The current kernel release is still 2.4.0. Linus continues to put together a 2.4.1 prepatch, currently at 2.4.1-pre10. His approach remains conservative, and this patch (especially if you ignore ReiserFS) is relatively small.

Those looking for something meatier may want to consider, instead, 2.4.0-ac11 from Alan Cox. This release contains literally hundreds of patches - almost 10MB worth.

Cutting out the middleman in data transfers. The discussion started by David Miller's posting of an experimental zero-copy networking implementation (discussed on this page two weeks ago) continues, though it has moved into new areas. One of those is the optimization of data transfers to avoid copying the data as much as possible. Consider, for example, the sendfile() interface that Linux supports now; using sendfile(), an application (a web server, say) can transfer a disk file to a network socket without ever having to read it into user space. There is an obvious performance gain from operating in this mode for certain applications.

So, why not extend the idea to its logical conclusion?

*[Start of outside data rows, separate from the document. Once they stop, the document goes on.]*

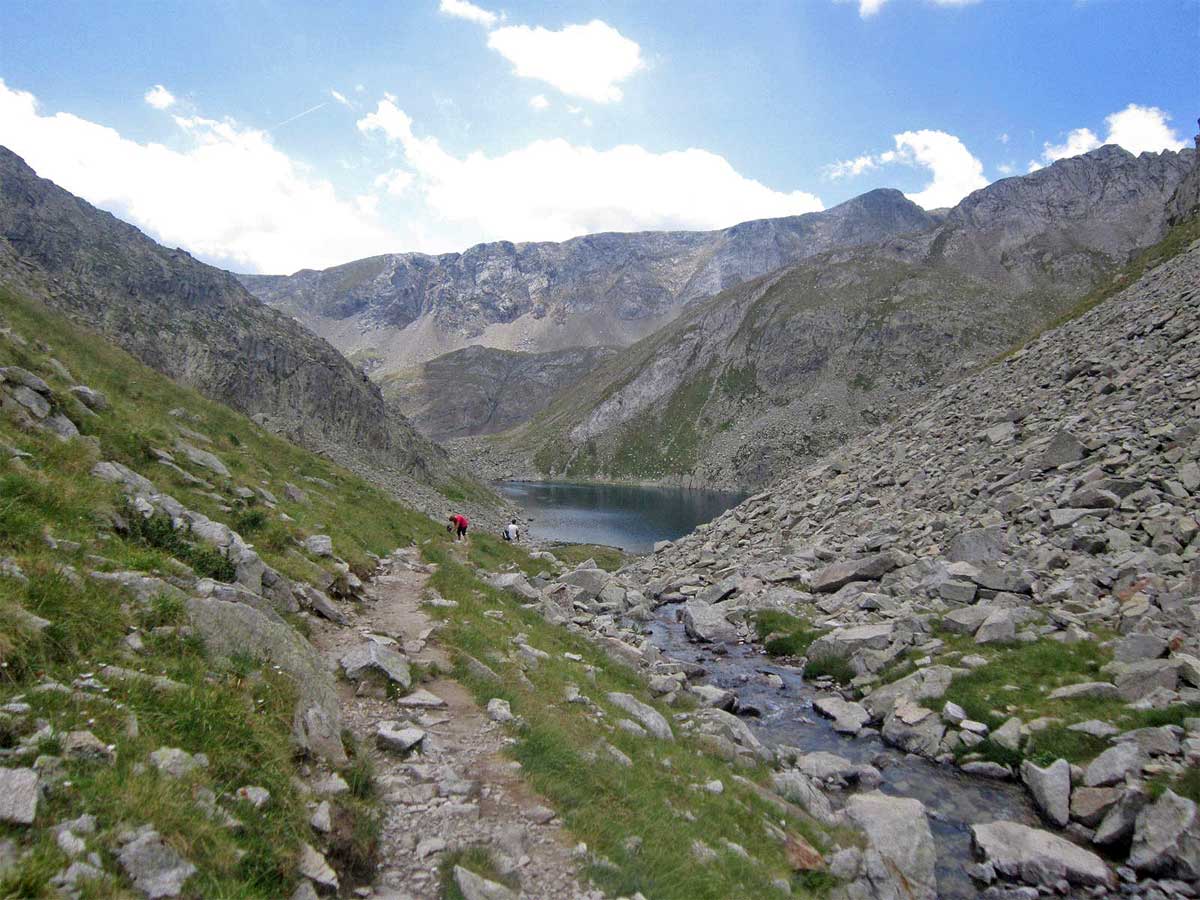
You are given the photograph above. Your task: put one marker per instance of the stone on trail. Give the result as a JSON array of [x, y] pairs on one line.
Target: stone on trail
[[1167, 839], [900, 855], [18, 796], [421, 699], [475, 887], [229, 629], [647, 715], [1038, 857], [373, 658], [313, 867], [397, 737], [1050, 787], [838, 575], [154, 867]]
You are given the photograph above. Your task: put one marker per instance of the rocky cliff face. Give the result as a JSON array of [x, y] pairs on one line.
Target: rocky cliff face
[[480, 390], [198, 325], [747, 383], [601, 289]]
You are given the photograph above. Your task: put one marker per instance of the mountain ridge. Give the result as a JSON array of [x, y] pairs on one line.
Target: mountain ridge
[[792, 364], [201, 327], [607, 288]]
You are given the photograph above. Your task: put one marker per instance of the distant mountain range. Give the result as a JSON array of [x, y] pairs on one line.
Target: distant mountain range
[[743, 385], [201, 327], [601, 289]]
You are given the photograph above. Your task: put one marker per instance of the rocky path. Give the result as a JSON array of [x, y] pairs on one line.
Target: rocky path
[[454, 790]]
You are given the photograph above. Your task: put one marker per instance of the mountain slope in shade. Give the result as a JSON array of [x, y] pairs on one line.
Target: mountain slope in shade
[[201, 327], [480, 390], [743, 385], [601, 289]]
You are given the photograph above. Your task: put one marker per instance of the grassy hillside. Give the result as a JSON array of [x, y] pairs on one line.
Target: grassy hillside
[[61, 629]]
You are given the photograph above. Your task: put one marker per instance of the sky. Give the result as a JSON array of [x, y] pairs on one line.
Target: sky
[[267, 137]]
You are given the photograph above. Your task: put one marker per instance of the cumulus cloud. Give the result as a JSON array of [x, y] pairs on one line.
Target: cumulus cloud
[[1137, 129], [227, 193], [468, 11], [552, 190], [587, 61], [955, 171], [160, 97]]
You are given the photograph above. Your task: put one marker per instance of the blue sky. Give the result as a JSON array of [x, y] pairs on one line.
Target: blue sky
[[215, 125]]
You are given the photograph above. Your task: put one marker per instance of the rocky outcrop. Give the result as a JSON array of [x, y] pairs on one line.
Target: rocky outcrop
[[198, 325], [781, 369], [601, 289], [480, 390]]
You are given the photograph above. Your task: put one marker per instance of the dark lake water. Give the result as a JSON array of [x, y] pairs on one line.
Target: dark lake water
[[618, 515]]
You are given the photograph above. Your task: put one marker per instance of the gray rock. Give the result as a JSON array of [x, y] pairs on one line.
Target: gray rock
[[18, 796], [397, 737], [1167, 839], [648, 717], [849, 718], [313, 867], [707, 623], [319, 545], [1114, 765], [371, 658], [154, 867], [1050, 787], [475, 887], [900, 856], [1038, 857], [838, 575], [231, 629]]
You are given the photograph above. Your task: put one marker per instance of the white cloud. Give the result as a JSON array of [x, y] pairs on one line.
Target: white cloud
[[955, 172], [1137, 129], [552, 190], [1140, 129], [867, 9], [395, 183], [468, 11], [228, 193], [849, 168], [160, 97], [587, 61], [1078, 142]]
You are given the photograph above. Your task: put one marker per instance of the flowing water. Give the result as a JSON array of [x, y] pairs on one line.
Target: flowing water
[[635, 517], [954, 801], [622, 516]]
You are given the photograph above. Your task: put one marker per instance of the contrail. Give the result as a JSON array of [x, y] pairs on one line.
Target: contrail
[[300, 115]]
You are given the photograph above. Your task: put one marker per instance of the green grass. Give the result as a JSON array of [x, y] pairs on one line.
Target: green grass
[[601, 802], [784, 635]]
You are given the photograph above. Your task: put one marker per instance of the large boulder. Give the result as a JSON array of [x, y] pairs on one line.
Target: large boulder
[[233, 629], [707, 623], [1038, 857], [647, 715], [1050, 787], [838, 575], [1167, 839], [900, 856]]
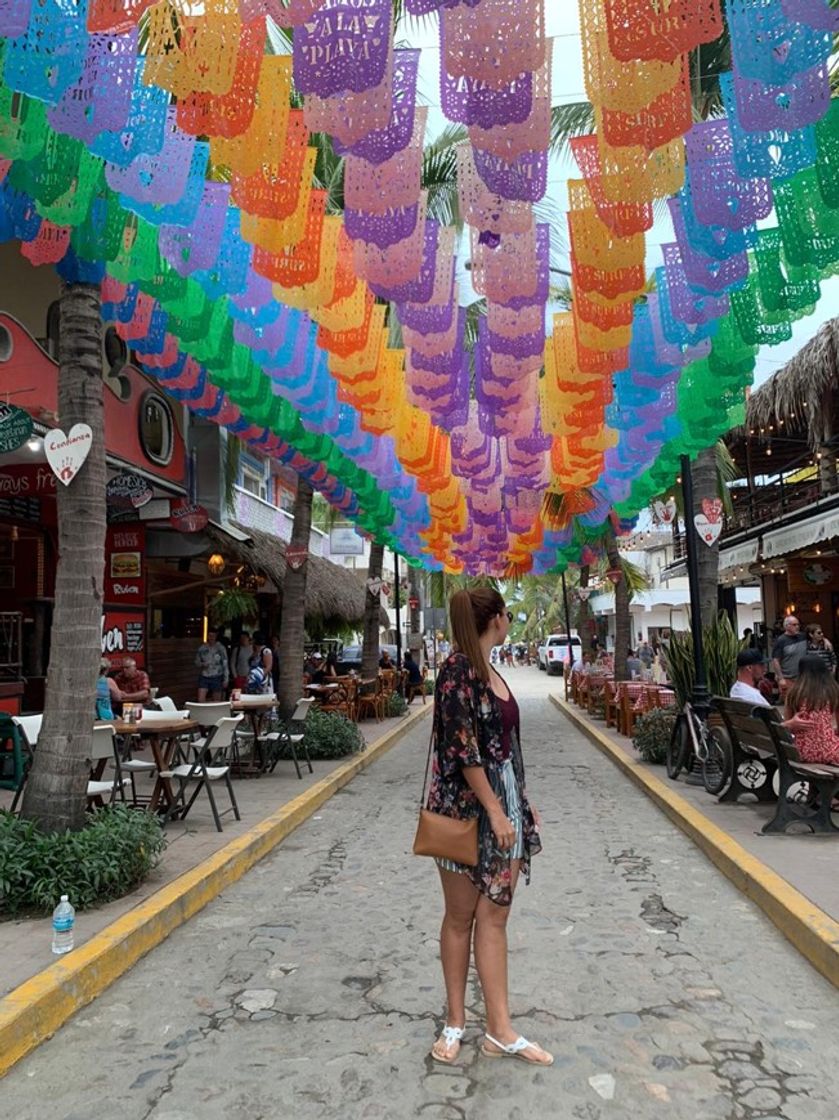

Why not have a system call that says "copy data from here to there, and optimize as much as possible"? One approach to this mode is Larry McVoy's 'splice' interface, which tries to provide a general way for user space processes to control high-performance copies. It provides "push" and "pull" primitives which handle the destination and source sides of a copy, respectively, and give the application some latitude in how the two are put together.

Here's Linus's comments on splice and why it has not been implemented so far. Essentially, sendfile handled the task that most users wanted, the splice interface needed a bit of work, and it didn't fit well into the structure of the kernel at the time. The kernel has since evolved, and Linus's message hints that an implementation of a modified form of splice would be easier now, and that it might even be accepted.

One can take the idea further, however: why not, when appropriate, simply tell the hardware to copy the data between devices directly and leave the kernel (and the processor) out of it altogether? According to Linus, that's one of those great ideas that turns out not to be so great in practice. His short response to the idea was:

device-to-device copies sound like the ultimate thing.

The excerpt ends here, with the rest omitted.